The Prophet’s (s) Seating on the Throne

All the above are narrated with weak or highly problematic chains as shown by Ibn al-Jawzi,[11] al-Dhahabi, and the editors of al-Bayhaqi’s and Ibn Abi ‘Asim’s books although Ibn Taymiyya typically tries to defend the authenticity of the narration of ‘Umar which contains an explicit ascription of sitting to the Creator (swt).[12] The hadith master Ibn ‘Asakir wrote an entire monograph entitled Bayan al-Wahm wa al-Takhlit fi Hadith al-Atit (“The Exposition of Error and Confusion in the Narration of the [Throne’s] Groaning”) as indicated by Ibn Kathir.[13]
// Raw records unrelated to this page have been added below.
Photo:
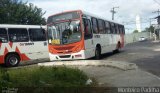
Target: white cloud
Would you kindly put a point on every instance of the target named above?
(126, 12)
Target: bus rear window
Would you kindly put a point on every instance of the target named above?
(64, 16)
(3, 35)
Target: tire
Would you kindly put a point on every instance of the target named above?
(117, 50)
(12, 60)
(97, 53)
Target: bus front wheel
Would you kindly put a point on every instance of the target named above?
(97, 53)
(12, 60)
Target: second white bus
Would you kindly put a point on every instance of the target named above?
(20, 43)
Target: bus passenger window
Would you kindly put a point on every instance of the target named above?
(101, 26)
(107, 27)
(18, 35)
(87, 29)
(3, 35)
(37, 34)
(95, 25)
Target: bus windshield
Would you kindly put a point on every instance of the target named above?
(64, 33)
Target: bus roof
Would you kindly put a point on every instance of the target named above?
(88, 14)
(21, 26)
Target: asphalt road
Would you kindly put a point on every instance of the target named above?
(145, 54)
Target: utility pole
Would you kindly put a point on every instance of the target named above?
(158, 11)
(113, 12)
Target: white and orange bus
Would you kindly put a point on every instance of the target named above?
(80, 35)
(22, 43)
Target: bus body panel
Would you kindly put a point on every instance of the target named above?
(108, 42)
(27, 51)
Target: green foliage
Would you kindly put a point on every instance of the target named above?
(135, 31)
(18, 12)
(43, 77)
(150, 29)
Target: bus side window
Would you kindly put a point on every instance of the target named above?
(117, 29)
(112, 28)
(3, 35)
(123, 30)
(101, 26)
(37, 34)
(87, 29)
(18, 35)
(107, 27)
(95, 25)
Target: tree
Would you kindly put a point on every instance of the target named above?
(135, 31)
(150, 29)
(18, 12)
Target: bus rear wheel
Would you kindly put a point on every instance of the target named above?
(12, 60)
(97, 53)
(117, 50)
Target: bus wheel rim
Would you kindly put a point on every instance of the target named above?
(13, 60)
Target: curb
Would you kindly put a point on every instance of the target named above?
(115, 64)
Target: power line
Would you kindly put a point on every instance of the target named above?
(158, 11)
(157, 2)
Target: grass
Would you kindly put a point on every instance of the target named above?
(42, 77)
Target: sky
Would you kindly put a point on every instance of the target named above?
(126, 13)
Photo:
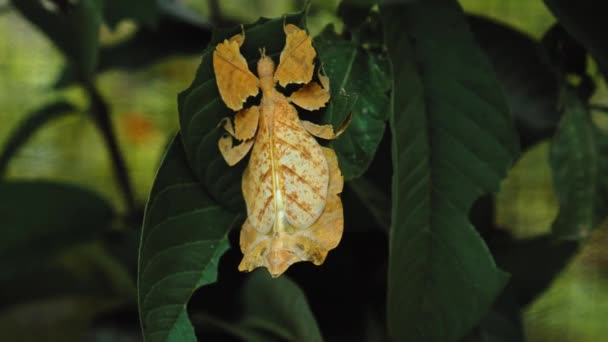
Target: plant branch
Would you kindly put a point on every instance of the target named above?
(101, 115)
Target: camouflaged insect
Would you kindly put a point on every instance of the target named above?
(291, 184)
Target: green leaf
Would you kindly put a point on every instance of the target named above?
(201, 109)
(142, 11)
(29, 126)
(530, 85)
(278, 307)
(533, 263)
(578, 160)
(361, 74)
(376, 201)
(184, 235)
(452, 142)
(41, 219)
(586, 22)
(175, 33)
(74, 31)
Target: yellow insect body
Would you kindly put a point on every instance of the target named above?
(291, 184)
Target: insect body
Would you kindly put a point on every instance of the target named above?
(291, 183)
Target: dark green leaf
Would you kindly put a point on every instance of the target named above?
(184, 235)
(201, 109)
(29, 126)
(174, 34)
(278, 307)
(586, 22)
(503, 323)
(142, 11)
(579, 162)
(532, 263)
(75, 31)
(530, 85)
(377, 202)
(40, 219)
(452, 142)
(362, 75)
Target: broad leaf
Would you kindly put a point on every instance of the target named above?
(40, 219)
(579, 154)
(184, 235)
(452, 142)
(75, 31)
(201, 109)
(530, 85)
(586, 22)
(174, 34)
(278, 308)
(533, 263)
(362, 74)
(142, 11)
(29, 126)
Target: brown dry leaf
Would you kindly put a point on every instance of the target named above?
(234, 80)
(279, 250)
(291, 184)
(296, 58)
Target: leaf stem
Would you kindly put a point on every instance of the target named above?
(101, 115)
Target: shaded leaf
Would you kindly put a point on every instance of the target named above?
(184, 235)
(585, 22)
(530, 85)
(175, 33)
(362, 75)
(29, 126)
(74, 31)
(279, 308)
(62, 319)
(79, 269)
(65, 215)
(578, 159)
(142, 11)
(503, 323)
(201, 109)
(533, 264)
(375, 200)
(452, 142)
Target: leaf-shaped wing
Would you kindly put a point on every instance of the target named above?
(280, 250)
(295, 64)
(287, 175)
(235, 81)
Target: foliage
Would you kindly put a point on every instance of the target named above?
(441, 103)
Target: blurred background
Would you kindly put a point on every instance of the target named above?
(143, 105)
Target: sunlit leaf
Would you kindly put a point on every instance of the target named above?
(142, 11)
(174, 34)
(184, 235)
(29, 126)
(452, 142)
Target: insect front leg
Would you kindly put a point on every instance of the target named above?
(243, 131)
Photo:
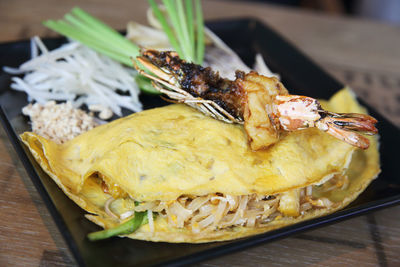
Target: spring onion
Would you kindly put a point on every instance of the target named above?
(123, 229)
(88, 30)
(183, 29)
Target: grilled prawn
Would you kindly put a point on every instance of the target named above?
(262, 104)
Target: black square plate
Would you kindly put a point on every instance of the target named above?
(298, 73)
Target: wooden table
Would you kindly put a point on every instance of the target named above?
(361, 53)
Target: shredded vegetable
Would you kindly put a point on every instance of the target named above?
(76, 73)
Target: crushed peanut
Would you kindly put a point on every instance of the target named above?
(58, 122)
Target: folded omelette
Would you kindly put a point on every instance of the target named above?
(195, 179)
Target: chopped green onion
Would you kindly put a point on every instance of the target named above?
(185, 27)
(123, 229)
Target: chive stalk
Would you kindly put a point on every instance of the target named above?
(123, 229)
(182, 27)
(86, 29)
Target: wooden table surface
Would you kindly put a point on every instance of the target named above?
(361, 53)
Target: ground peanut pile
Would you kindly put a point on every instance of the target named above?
(58, 122)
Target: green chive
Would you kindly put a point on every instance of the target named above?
(200, 33)
(123, 229)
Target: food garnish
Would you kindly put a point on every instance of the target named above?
(58, 122)
(125, 228)
(261, 103)
(187, 33)
(76, 73)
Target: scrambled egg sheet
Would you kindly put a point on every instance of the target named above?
(163, 153)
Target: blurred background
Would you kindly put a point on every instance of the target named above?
(383, 10)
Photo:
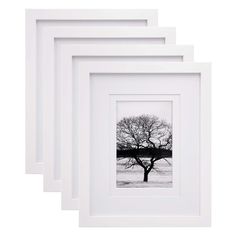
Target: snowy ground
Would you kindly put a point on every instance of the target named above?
(133, 177)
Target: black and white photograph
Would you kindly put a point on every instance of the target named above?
(144, 144)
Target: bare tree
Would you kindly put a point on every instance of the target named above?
(143, 140)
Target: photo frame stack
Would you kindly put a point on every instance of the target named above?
(118, 118)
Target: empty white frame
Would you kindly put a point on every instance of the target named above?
(68, 112)
(36, 22)
(101, 87)
(105, 35)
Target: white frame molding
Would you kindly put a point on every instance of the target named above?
(62, 18)
(65, 77)
(132, 35)
(201, 69)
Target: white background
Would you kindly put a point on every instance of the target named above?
(208, 24)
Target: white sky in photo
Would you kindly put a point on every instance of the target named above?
(161, 109)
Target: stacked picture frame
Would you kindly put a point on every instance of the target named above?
(118, 118)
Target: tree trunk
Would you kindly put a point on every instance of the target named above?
(145, 177)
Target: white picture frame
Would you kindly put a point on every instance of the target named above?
(98, 205)
(107, 35)
(36, 21)
(66, 55)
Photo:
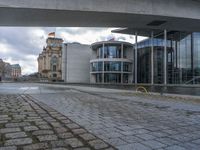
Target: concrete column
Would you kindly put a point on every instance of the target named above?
(152, 60)
(165, 57)
(122, 66)
(103, 64)
(136, 49)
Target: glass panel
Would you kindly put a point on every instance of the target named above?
(112, 66)
(112, 78)
(112, 51)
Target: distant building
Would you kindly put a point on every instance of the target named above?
(7, 71)
(76, 63)
(49, 61)
(16, 71)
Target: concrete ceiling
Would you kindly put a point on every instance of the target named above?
(181, 15)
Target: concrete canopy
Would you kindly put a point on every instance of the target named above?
(182, 14)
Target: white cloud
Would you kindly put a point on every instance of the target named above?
(23, 45)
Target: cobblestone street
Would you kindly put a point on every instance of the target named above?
(27, 124)
(75, 117)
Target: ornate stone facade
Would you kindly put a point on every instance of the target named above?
(50, 60)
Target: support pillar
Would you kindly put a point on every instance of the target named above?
(103, 63)
(136, 49)
(122, 67)
(152, 60)
(165, 57)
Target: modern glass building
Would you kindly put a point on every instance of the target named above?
(111, 62)
(182, 59)
(169, 57)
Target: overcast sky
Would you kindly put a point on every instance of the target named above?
(22, 45)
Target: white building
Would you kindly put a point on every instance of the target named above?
(112, 62)
(76, 63)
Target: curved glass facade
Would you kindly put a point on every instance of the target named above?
(183, 59)
(110, 64)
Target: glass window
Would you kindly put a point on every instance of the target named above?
(112, 78)
(112, 66)
(112, 51)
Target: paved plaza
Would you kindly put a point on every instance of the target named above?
(36, 116)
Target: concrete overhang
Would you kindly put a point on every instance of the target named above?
(100, 13)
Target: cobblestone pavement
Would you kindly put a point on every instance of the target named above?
(26, 124)
(131, 122)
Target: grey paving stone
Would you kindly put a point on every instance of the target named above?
(8, 148)
(74, 142)
(42, 132)
(30, 128)
(45, 127)
(83, 148)
(196, 141)
(59, 143)
(60, 130)
(36, 146)
(15, 135)
(116, 141)
(9, 130)
(72, 126)
(146, 136)
(134, 146)
(43, 138)
(79, 131)
(60, 148)
(21, 124)
(175, 147)
(153, 144)
(87, 136)
(65, 135)
(20, 141)
(98, 144)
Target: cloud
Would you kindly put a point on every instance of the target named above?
(23, 44)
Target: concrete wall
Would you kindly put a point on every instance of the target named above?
(100, 13)
(76, 63)
(173, 8)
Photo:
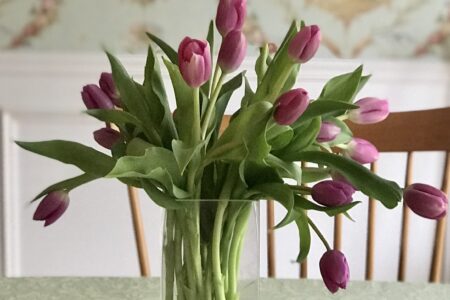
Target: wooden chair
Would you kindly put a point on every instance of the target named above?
(431, 129)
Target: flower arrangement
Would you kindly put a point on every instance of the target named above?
(182, 156)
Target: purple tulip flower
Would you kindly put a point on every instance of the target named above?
(362, 151)
(107, 85)
(332, 193)
(94, 98)
(328, 132)
(305, 44)
(194, 61)
(290, 106)
(107, 137)
(371, 110)
(426, 201)
(334, 270)
(52, 207)
(230, 15)
(232, 51)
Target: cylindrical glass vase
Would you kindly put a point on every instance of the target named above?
(211, 251)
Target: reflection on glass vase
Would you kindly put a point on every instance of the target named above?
(211, 251)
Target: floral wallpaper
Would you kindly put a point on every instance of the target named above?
(351, 28)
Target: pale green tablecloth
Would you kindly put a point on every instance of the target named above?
(139, 289)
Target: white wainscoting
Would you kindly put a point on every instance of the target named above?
(39, 99)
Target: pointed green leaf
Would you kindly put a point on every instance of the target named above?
(86, 158)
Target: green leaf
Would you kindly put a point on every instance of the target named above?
(168, 50)
(387, 192)
(286, 169)
(161, 198)
(244, 137)
(184, 117)
(304, 233)
(184, 153)
(118, 117)
(133, 98)
(304, 136)
(303, 203)
(68, 184)
(282, 194)
(343, 87)
(158, 164)
(86, 158)
(322, 109)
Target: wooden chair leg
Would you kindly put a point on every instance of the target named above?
(139, 234)
(270, 239)
(439, 238)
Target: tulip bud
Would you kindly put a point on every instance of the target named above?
(194, 61)
(334, 270)
(305, 44)
(426, 201)
(332, 193)
(94, 98)
(107, 137)
(336, 176)
(371, 110)
(107, 85)
(232, 51)
(230, 15)
(328, 132)
(51, 207)
(290, 106)
(362, 151)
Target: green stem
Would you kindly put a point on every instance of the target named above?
(236, 247)
(319, 234)
(211, 105)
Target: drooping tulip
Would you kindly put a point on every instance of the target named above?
(108, 86)
(371, 110)
(334, 270)
(194, 61)
(52, 207)
(94, 98)
(426, 201)
(305, 44)
(362, 151)
(290, 106)
(328, 132)
(107, 137)
(232, 51)
(230, 15)
(332, 193)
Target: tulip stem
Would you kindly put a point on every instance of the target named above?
(319, 234)
(211, 105)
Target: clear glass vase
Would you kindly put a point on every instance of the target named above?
(211, 251)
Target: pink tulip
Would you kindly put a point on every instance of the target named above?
(305, 44)
(328, 132)
(94, 98)
(332, 193)
(290, 106)
(362, 151)
(426, 201)
(371, 110)
(107, 137)
(107, 85)
(230, 15)
(194, 61)
(232, 51)
(52, 207)
(334, 270)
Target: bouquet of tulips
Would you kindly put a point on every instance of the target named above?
(183, 156)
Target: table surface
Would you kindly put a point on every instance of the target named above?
(77, 288)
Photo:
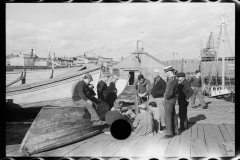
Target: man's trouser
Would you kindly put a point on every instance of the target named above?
(170, 116)
(183, 113)
(160, 104)
(197, 91)
(91, 110)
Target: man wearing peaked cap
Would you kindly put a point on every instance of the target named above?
(157, 93)
(88, 76)
(170, 101)
(143, 123)
(79, 97)
(184, 93)
(102, 87)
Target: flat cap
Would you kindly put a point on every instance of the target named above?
(180, 74)
(168, 68)
(143, 106)
(197, 71)
(106, 75)
(88, 76)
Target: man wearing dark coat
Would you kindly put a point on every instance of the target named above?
(170, 101)
(79, 97)
(142, 88)
(184, 93)
(102, 87)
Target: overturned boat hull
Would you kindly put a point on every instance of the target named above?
(57, 126)
(52, 89)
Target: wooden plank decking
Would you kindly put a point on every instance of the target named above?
(211, 134)
(200, 140)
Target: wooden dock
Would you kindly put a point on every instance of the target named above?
(200, 140)
(211, 134)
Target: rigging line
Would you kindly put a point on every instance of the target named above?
(231, 53)
(153, 48)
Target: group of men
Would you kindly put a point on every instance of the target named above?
(160, 112)
(165, 94)
(83, 94)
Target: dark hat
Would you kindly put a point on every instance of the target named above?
(106, 75)
(88, 76)
(197, 71)
(180, 74)
(168, 68)
(117, 104)
(143, 106)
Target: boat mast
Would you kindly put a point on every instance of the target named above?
(223, 25)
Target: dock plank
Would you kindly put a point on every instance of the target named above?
(92, 148)
(148, 151)
(220, 139)
(172, 150)
(107, 150)
(184, 148)
(225, 133)
(127, 146)
(65, 149)
(139, 146)
(161, 148)
(233, 127)
(198, 148)
(230, 131)
(194, 131)
(211, 141)
(201, 132)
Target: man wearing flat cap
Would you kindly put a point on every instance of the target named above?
(196, 82)
(79, 97)
(143, 123)
(102, 87)
(157, 93)
(184, 93)
(170, 101)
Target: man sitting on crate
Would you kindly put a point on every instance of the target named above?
(142, 87)
(79, 97)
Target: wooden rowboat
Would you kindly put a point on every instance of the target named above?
(62, 122)
(57, 126)
(49, 90)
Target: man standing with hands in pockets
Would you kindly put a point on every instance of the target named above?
(170, 101)
(184, 93)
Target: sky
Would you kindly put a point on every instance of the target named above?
(112, 30)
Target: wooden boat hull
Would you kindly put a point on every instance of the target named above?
(53, 89)
(57, 126)
(35, 76)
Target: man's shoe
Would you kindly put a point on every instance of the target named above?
(167, 136)
(98, 123)
(181, 129)
(204, 107)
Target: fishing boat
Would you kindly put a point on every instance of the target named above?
(56, 126)
(210, 62)
(60, 121)
(49, 90)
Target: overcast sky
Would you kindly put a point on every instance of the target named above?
(112, 30)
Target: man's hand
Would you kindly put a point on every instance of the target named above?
(89, 102)
(141, 95)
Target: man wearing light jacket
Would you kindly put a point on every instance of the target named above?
(184, 93)
(170, 101)
(157, 92)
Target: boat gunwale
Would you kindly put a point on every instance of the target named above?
(50, 81)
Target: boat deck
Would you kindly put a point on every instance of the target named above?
(211, 134)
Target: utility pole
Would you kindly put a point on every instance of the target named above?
(223, 25)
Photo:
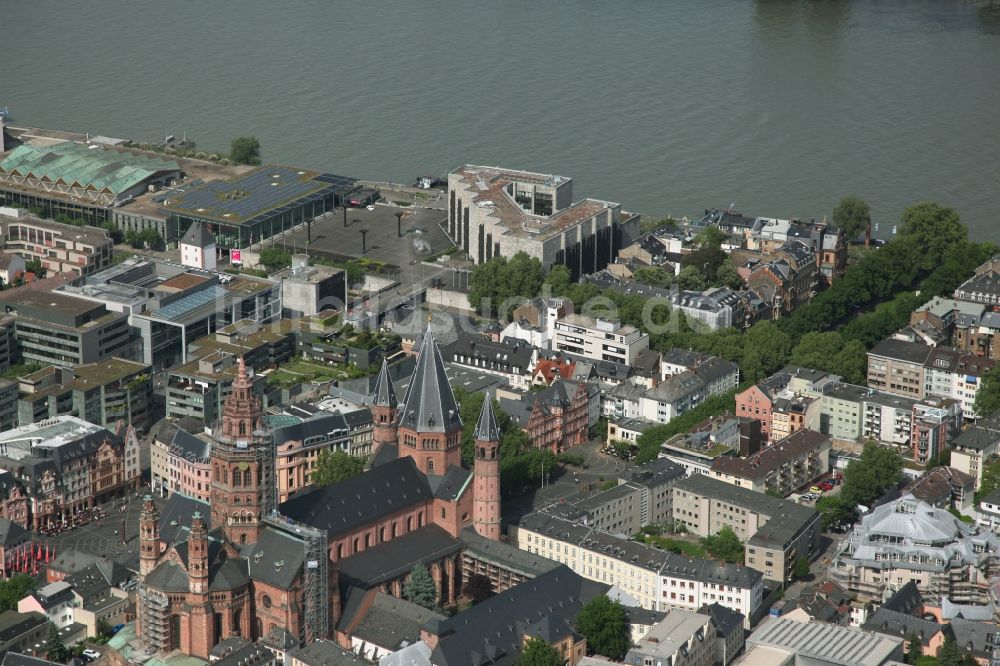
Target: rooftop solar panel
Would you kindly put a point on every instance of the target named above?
(263, 190)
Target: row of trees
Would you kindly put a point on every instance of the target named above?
(877, 470)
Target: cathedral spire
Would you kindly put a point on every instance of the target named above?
(429, 404)
(384, 394)
(486, 428)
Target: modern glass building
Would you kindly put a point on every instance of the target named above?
(257, 205)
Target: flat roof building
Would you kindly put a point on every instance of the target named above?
(52, 328)
(499, 212)
(256, 205)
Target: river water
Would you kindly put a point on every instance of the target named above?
(666, 106)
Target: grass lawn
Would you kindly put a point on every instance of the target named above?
(673, 545)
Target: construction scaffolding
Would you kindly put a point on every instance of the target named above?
(154, 619)
(315, 576)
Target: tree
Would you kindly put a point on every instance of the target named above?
(245, 150)
(852, 215)
(537, 652)
(274, 259)
(724, 545)
(420, 588)
(934, 229)
(478, 588)
(988, 395)
(878, 469)
(765, 349)
(801, 568)
(914, 649)
(55, 649)
(604, 624)
(14, 589)
(336, 466)
(496, 285)
(835, 510)
(728, 276)
(558, 280)
(949, 654)
(653, 276)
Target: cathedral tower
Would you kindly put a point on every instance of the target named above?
(486, 474)
(149, 537)
(430, 428)
(239, 454)
(385, 408)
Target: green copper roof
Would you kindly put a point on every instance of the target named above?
(88, 166)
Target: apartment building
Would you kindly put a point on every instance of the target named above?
(656, 579)
(971, 449)
(180, 457)
(300, 444)
(54, 329)
(105, 393)
(65, 465)
(60, 248)
(897, 367)
(680, 393)
(681, 638)
(793, 463)
(642, 497)
(777, 532)
(600, 339)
The narration of Abu Umama states that the Prophet (s) said: “Ask Allah for al-Firdaws for it is the center of Paradise, and in it is heard the groaning of the Throne (atît al-‘arsh).” Al-Hakim did not claim that it was sound (sahîh)and al-Dhahabi further stated that one of its sub-narrators, Ja‘far ibn al-Zubayr, was “destroyed” (hâlik) as a narrator; al-Tabarani’s chain also con­tains him as stated by al-Haythami in Majma‘ al-Zawa’id, who called him “fatally weak”(matrûk).

The narration of Abu Musa al-Ash‘ari states: “The kursî is the footstool and it groans like a new saddle.”[14] Its chain is weak (da‘îf) as stated by the editor of al-Bayhaqi’s al-Asma’ wa al-Sifat. Even if it were sound, is not traced back to the Prophet (s) but would be a mawqûf narra­tion halted at Abu Musa (r) furthermore it is cut up (munqati‘), as the Tâbi‘î who relates it, ‘Umara ibn ‘Umayr, did not meet Abu Musa al-Ash‘ari. Finally, the scholars of hadith agree that none of the narrations that mention the groaning is authentic.

The narration of ‘Umar states that a woman came to the Prophet (s) and said: “Supplicate Allah so that He cause me to enter Paradise.” The Prophet (s) then glorified Allah and said: “Verily, His Seat of Authority (kursî)encompasses the heavens and the earth, and it groans like the sound of the new saddle when one mounts it, due to the weight pressing down on it.” Al-Haythami’s claim that its sub-narrators are all trustworthy is incorrect, as the sub-narrator ‘Abd Allah ibn Khalifa is merely “acceptable” (maqbûl) according to Ibn Hajar, and Ma‘ruf and al-Arna’ut consider him majhûl al-hâl, which further weakens the narration.[15] This means that his narration is not retained except for the purpose of confirming an identical narra­tion with a stronger chain. Furthermore, Ibn Kathir stated there is doubt whether he actually nar­rated from ‘Umar and the hadith would then be narrated with a “cut-up” (munqati‘) chain.[16]

As for the text of the hadith itself (matn), it is considered by Ibn Kathir in his Tafsir (1:31, 2:14) as a “strange” or one-chained (gharîb) narration. Ibn Kathir also states that Abu Dawud’s narration from Jabir ibn Mut‘am is “stranger yet.”

The narration of Abu Dawud from Jubayr ibn Mut‘am, from his father, from his grandfather, states:

An Arab came to the Messenger of Allah (s) and said: “O Messenger of Allah, people are in distress, the children are hungry, the crops are withered, and the animals are perishing, so Ask Allah to grant us rain, for we seek you as our intercessor with Allah, and Allah as our intercessor with you.” The Prophet (s) said: “Woe to you! Do you know what you are saying?” Then the Prophet (s) glorified Allah and he went on until the effect of his speech showed on the faces of his Companions. He then said: “Woe to you! Allah is not to be sought as intercessor with anyone. His state is greater than that. Woe to you![17] Do you know the greatness of Allah? Truly, His Throne (‘arsh) is on His Heavens like this” – and he formed with his fingers something like a dome over him – “and it groans on account of Him like a saddle groans because of its rider.” Ibn Bashshar added in his version: “Allah (swt) is above His Throne, and His Throne is above His Heavens.”[18]